Figure 3. Prohibitin knockdown led to fragmentation of the mitochondrial network without affecting cristae morphology.

(A, B) Mitochondria from prohibitin knockdown cells were stained with anti-Tom 20 and mitochondrial fragmentation was quantified using ImageJ software. An extended induction with doxycycline led to an increased fragmentation in shPHB1-3 expressing cells. (C) Western blots showing that prolonged doxycycline-induced shPHB1-3 expression led to a stronger prohibitin knockdown than shPHB2-0 expression, correlating with an increasing fragmentation of the fusion competent fragments a and b of OPA1. (D) Quantification showed that the fusion competent forms were degraded into the smaller fragments c and e. (E) Quantification of OPA1 patterning in control cells (shLuci), PHB1-depleted cells (shPHB1-3) and cells treated with 60 µM CCCP for 80 min (CCCP) to induce loss of ΔΨm. The OPA1 pattern in CCCP-treated cells differed from shPHB1-3 expressing cells, as the fragments a and b were completely lost while the smaller fragments d and e were increased. (F) TEM pictures of cells with a prohibitin knockdown induced for 10 days showed a more dense appearance of mitochondria than shLuci-expressing control cells, but the morphology of the cristae structure was not changed.

Figure 4. Prohibitin knockdown led to a changed morphology in HeLa cells and to reduced cell-cell contact.

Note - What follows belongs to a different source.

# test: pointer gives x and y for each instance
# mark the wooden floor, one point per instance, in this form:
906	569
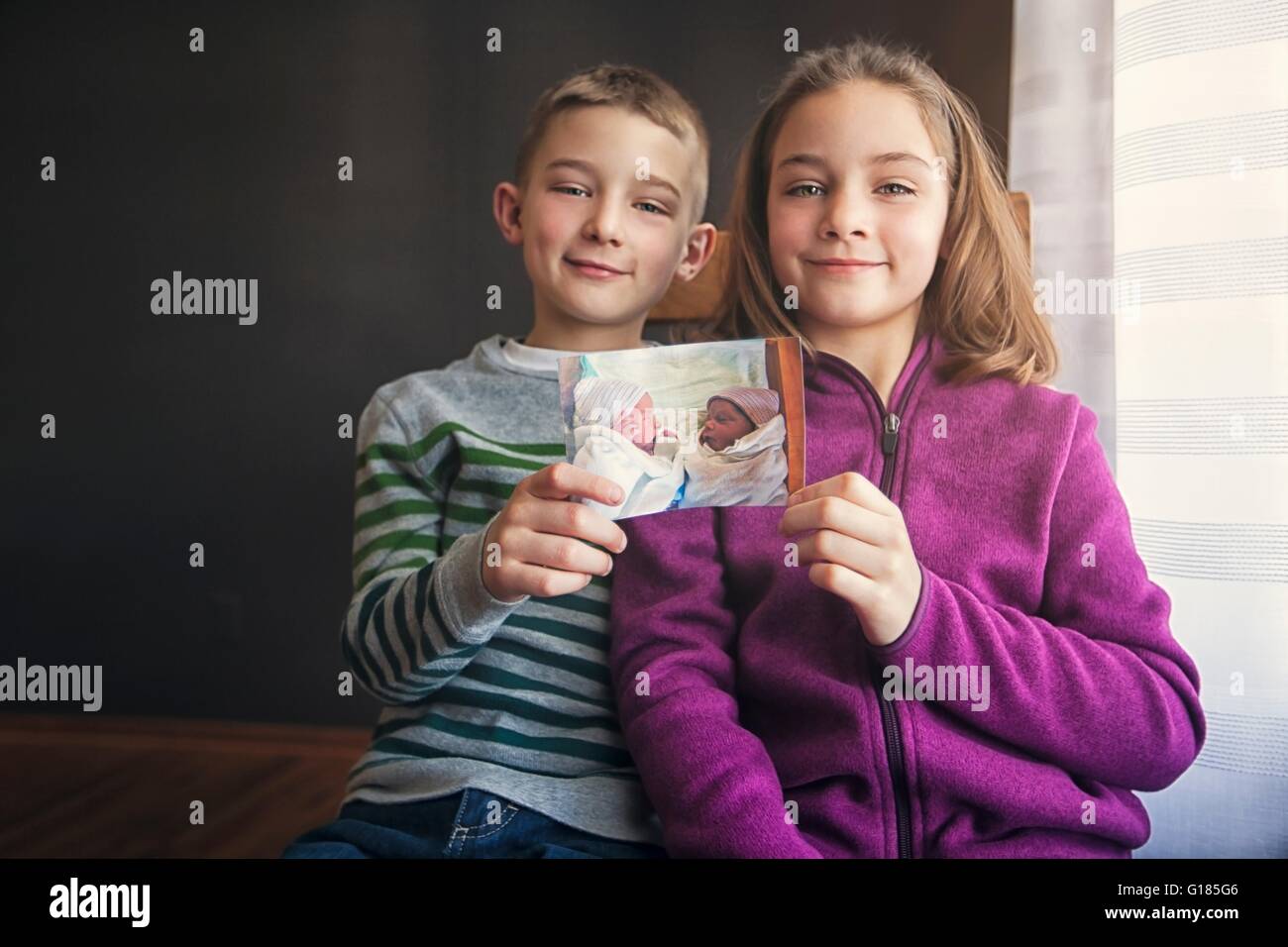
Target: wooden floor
89	787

(A, B) Silencing prohibitin expression for 10 days resulted in a stretched cell morphology with the nucleus slightly raised. (A) When seeded at low density prohibitin knockdown cells remained as single cells with minimal cell-cell contact. (B) At higher seed density, prohibitin-knockdown cells still showed an elongated morphology but either formed clusters (shPHB1-3) or remained predominantly as single cells with reduced cell-cell contact. The proliferation rate of prohibitin knockdown cells was also increased in comparison to cells seeded at low to normal density. (C) Preventing anchorage by seeding cells on agar-coated tissue culture plates strongly reduced proliferation rate and colony formation in prohibitin knockdown cells, whereas control cells (shLuci expressing cells) formed large cell clumps. (D) Prohibitin-depleted and control cells were treated with CFSE to increase fluorescence intensity and seeded on extracellular matrix proteins collagen or fibronectin, or on BSA for 30 min. Non- adherent cells were washed off and fluorescence intensity was measured. Prohibitin knockdown significantly reduced adhesion. (E) Doxycycline-induced cells were seeded on coverslips for 20 h followed by serum starvation for 4 h. After treatment with 50 µM Forskolin for 20 min, brightfield images showed lamellipodia formation in control cells but not in prohibitin- depleted cells. Furthermore, prohibitin-depleted cells showed decreased formation of focal adhesions as shown by immunocytochemistry staining using phalloidin and anti-paxillin antibodies. (F) For the quantification of focal adhesions in control and prohibitin knockdown cells, α-paxillin 1 stained spots were counted in 30 cells per condition.